地方創生と商品企画

2020.07.27 08:00

 ある若者から就職相談を受けた。もともとは証券か金融系コンサルを希望していたらしいのだが、自分にはあわないと感じて、メーカーもしくは金融以外のサービス業で商品企画の仕事を希望しているという。メーカー出身でその後サービス業にかかわったものとして、少しでも役に立てばとズームで2時間ほど会談。最後に可能性のありそうな企業もしくは訪問先を紹介してあげる約束をした。かつて自分が第一希望の業界にことごとく落とされ、自動車会社に拾っていただいた若き頃、そしてそこからの塞翁が馬的人生をふと振り返る瞬間であった。

 彼が旅行業を名指しで希望していなかったので、全般的にサービス業とはという話しかしなかった。

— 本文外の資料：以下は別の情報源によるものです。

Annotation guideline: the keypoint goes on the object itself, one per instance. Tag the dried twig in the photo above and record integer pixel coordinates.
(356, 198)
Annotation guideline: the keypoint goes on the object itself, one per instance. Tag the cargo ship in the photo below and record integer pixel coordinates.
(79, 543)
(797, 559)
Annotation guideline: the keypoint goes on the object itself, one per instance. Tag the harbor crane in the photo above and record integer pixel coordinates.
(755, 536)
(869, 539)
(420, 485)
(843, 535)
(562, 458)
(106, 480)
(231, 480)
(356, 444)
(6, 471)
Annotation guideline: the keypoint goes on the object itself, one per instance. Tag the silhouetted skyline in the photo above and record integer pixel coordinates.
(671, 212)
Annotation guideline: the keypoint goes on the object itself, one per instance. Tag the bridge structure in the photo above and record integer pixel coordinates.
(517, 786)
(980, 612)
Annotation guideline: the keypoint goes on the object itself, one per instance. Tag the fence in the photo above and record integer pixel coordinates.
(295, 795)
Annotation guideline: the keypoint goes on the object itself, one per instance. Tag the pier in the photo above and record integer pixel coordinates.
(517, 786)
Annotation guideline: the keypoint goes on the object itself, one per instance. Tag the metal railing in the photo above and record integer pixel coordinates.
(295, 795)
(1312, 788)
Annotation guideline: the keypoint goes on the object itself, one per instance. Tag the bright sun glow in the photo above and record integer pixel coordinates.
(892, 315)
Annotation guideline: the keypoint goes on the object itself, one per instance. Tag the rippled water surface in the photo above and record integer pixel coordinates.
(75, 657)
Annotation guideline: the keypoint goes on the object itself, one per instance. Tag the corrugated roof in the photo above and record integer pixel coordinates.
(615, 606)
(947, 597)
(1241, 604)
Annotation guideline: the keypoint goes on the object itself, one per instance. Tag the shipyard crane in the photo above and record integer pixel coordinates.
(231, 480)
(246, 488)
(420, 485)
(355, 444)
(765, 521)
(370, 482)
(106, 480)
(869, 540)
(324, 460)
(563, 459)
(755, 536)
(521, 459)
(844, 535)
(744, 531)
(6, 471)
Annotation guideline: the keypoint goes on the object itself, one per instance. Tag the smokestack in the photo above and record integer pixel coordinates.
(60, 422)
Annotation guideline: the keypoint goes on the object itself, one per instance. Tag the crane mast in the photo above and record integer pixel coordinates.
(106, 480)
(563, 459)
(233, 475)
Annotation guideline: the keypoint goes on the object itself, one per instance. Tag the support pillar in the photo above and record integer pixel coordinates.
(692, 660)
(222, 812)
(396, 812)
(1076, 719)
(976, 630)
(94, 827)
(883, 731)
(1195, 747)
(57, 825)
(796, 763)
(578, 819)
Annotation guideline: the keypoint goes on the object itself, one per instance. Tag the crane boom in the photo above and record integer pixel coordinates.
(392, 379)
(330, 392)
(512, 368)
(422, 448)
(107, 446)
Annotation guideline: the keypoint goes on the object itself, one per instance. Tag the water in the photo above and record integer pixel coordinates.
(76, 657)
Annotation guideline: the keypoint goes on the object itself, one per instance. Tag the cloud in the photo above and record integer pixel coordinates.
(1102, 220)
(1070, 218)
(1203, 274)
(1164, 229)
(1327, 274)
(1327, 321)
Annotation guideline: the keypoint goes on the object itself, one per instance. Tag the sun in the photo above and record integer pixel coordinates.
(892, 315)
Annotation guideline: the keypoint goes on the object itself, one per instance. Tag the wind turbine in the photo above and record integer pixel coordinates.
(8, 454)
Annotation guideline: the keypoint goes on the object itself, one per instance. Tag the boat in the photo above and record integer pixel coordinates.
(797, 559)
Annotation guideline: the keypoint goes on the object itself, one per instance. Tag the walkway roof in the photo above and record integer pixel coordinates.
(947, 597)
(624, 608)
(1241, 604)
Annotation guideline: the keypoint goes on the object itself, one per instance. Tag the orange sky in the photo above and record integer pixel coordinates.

旅行業の未来は現在決して楽観できるものではない。とはいえ、旅行とは人間の欲望の根幹に根差したサービスでもあり、人が旅行をやめるということも考えにくい。コロナ以降、京都や大阪などからはほぼインバウンド客が消滅しており、かつてはガイジンなんて来られるだけ迷惑だといってはばかることもなかった一部地元住民の威勢のよさも雲隠れといった印象だ。果たして、かつてのような日々は戻るのだろうか。もし、またインバウンドが活況を呈するようになるとしたら、どういう条件が整った時なのか、考察してみることにした。

 まず、コロナの収束は必至である。その段階は少しずつ改善という見方に立つのが保守的だが妥当といえるだろう。時期は年末までは無理、早くて来年。その間、経営が持つのかという課題はインバウンド比率が高かった施設や会社においては死活問題であろう。コスト削減でしのげればよいが、それも困難であれば事業転換もやむを得ない。場合によってはM&Aを受け入れる企業もこれから続出するとみている。海外から早速お買い得企業を探しているとの声をよく耳にするようになった。投資家はしたたかだ。いまが絶好の買い叩きのチャンスだからである。ある意味さすがだなと思った。

 一方で、体力的になんとかしのげると考える場合、方法は2つある。リストラなどの自助努力だけでこの波をやりすごす方法、恐らくたいていの経営者はこの路線を考えるだろう。もう1つは思い切って、事業戦略あるいは商品戦略を変更してしまうやり方だ。リスクはあるが、何もしない方がリスク。いまはむしろこの後者の考えをするべきだと私は考える。これは企業レベルだけでなく、個人レベルでもあてはまる。

 そこでこの難局の切り抜け方を地方創生と関連づけてみたい。地方創生は正直言葉の一人歩きがひどく、現場を見ていると実際にそれができている地域は極めて少ないと感じる。インバウンドの波に乗れた時代はなんとなくうまくいっていたように感じる企業もあったかもしれない。が、自国民がうなるような商品企画やサービスでなくて、どうしてこれからの時代、わざわざ面倒な入国手続きをしてまで日本に来ようと思う海外顧客がいるだろうか。まず、身近な人を説得できること。そのためには何をできるかである。

 白川郷の公営駐車場入り口手前にお蕎麦屋さんがある。そこでは駐車場に向かう県外ナンバーの車両を引き止めては、「駐車料金をただにするからうちでご飯食べてって」と営業している。賢い方法だ。単価も高かったが非常においしく満足した。数を増やせないなら単価アップ、のみならずサービスもその分以上に上げる。これは地方創生という高次元の話をする前に、まずは現場で考えるべき、かつ実行可能な施策だろう。どんな大きな変革もできることから果敢に攻めた企業こそ生き残る。そう実感した瞬間であった。

荒木篤実●パクサヴィア創業パートナー。日産自動車勤務を経て、アラン(現ベルトラ)創業。18年1月から現職。マー ケティングとITビジネス のスペシャリスト。ITを駆使し、日本含む世界の地場産業活性化を目指す一実業家。